Snyder's Superman has always been the boy who grew up troubled by his own potential, convinced by his father that he would never be accepted.  And throughout Dawn of Justice, we're reminded just how many angry voices there really are out there.  Superman, in this interpretation, is George W. Bush.  So, yeah.  Critics will hate him, because most voices in the media are liberal (liberals hated Bush, in case you'd forgotten), just as they were lukewarm to Quentin Tarantino's Hateful Eight because he had a Mexican as one of the bad guys in the era of Donald Trump.

The whole thing is a brilliant depiction of what happens when ideologies collide, and are either forced to obliterate each other or compromise, or even discover that they're not enemies after all (in this political climate, it's a truly sensational message).  From the introduction of Tim Burton's specter in 1989's Batman, superheroes lost their ability to exist in a black and white world.  When forced back in, audiences either chafe (Joel Schumacher's Batman) or go along with it (Joss Whedon's Avengers) because of the spectacle.  Because audiences can't refuse spectacle.  That alone will make Dawn of Justice a hit, despite all its nasty complications.  People who hate complicated will hate it.  That's just how it always is.  If they can't ignore it, they'll hate it.  But the spectacle of it will bring in loads of money anyway.

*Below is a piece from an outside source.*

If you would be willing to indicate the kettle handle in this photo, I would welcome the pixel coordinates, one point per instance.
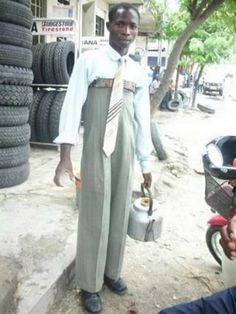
(143, 188)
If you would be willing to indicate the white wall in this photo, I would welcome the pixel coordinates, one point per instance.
(88, 19)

Deadpool is completely different while kind of exactly the same.  It's the logical extension of Burton's Joker, the clown who steals the show because he doesn't take anything seriously while also taking his own life extremely seriously.  Ryan Reynolds is the perfect guy to pull off this kind of role.  (I mean, in both its current cinematic incarnations.)  Deadpool was created to be the logical extension of the wisecracking archetype previously embodied by Robin and Spider-Man, except he never had a story that rooted him into anything of substance until now.  In the comics he's the biggest cult figure around, has been since he burst onto the scene twenty years ago, and is only now being recognized for it.  In the movies?  The only character capable of taking the Marvel approach to its zenith.  You wouldn't have Deadpool without Iron Man, who all but smirks through most of his scenes, but then becomes deadly earnest for whole moments at a time (that's why Iron Man 2 is the best Avengers movie, because it tries the hardest to strike a balance).

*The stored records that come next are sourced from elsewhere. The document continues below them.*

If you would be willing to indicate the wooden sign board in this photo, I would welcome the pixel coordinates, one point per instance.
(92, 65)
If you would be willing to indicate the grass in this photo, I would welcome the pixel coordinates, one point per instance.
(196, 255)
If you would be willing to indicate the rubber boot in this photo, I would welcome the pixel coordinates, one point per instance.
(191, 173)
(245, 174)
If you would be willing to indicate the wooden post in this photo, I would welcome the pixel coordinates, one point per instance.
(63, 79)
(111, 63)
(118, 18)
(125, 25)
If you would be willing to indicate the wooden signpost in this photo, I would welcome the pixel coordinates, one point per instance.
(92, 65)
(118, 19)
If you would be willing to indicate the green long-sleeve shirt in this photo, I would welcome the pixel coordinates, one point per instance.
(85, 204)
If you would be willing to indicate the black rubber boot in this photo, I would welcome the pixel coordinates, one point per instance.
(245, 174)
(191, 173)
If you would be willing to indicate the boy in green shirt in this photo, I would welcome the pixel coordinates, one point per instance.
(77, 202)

Marvel likes to harp on the legacy of the Nazis.  Dawn of Justice sidesteps the villains of 9/11 to reveal how it brought out, in the end, the worst in the good guys.  I mean, it's spelled out so plainly.  Why does Superman have to die and Batman be the one to found the Justice League?  Because that's what happened in the real world, too.

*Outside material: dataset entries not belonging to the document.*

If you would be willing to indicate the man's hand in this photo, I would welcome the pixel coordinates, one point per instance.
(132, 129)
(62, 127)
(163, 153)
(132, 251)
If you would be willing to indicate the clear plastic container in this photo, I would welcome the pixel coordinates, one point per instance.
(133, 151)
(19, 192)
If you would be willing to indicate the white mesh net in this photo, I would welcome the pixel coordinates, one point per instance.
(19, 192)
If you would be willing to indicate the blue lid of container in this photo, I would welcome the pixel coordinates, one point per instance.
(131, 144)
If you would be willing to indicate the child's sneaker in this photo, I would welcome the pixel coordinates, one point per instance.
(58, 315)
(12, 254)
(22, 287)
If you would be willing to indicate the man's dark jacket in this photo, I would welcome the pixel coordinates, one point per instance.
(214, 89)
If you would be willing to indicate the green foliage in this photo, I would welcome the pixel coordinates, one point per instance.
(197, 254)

Dawn of Justice is a superhero movie with a big idea at its core.  I'm sure, one day, Superman will revert to being the big blue boy scout again.  But hopefully it won't happen anytime soon.  It's worth noting that this is the first time since Adam West that a live action Batman wears the grey and blue costume.  Snyder's often accused of being too pure to the source material.  This movie cobbles together a number of comic book source materials (Dark Knight Returns, "Death of Superman," Justice League: Origin), but in the end it's his original version of his earlier Watchmen.

Which I consider to be a very good thing.  Deadpool can't touch that.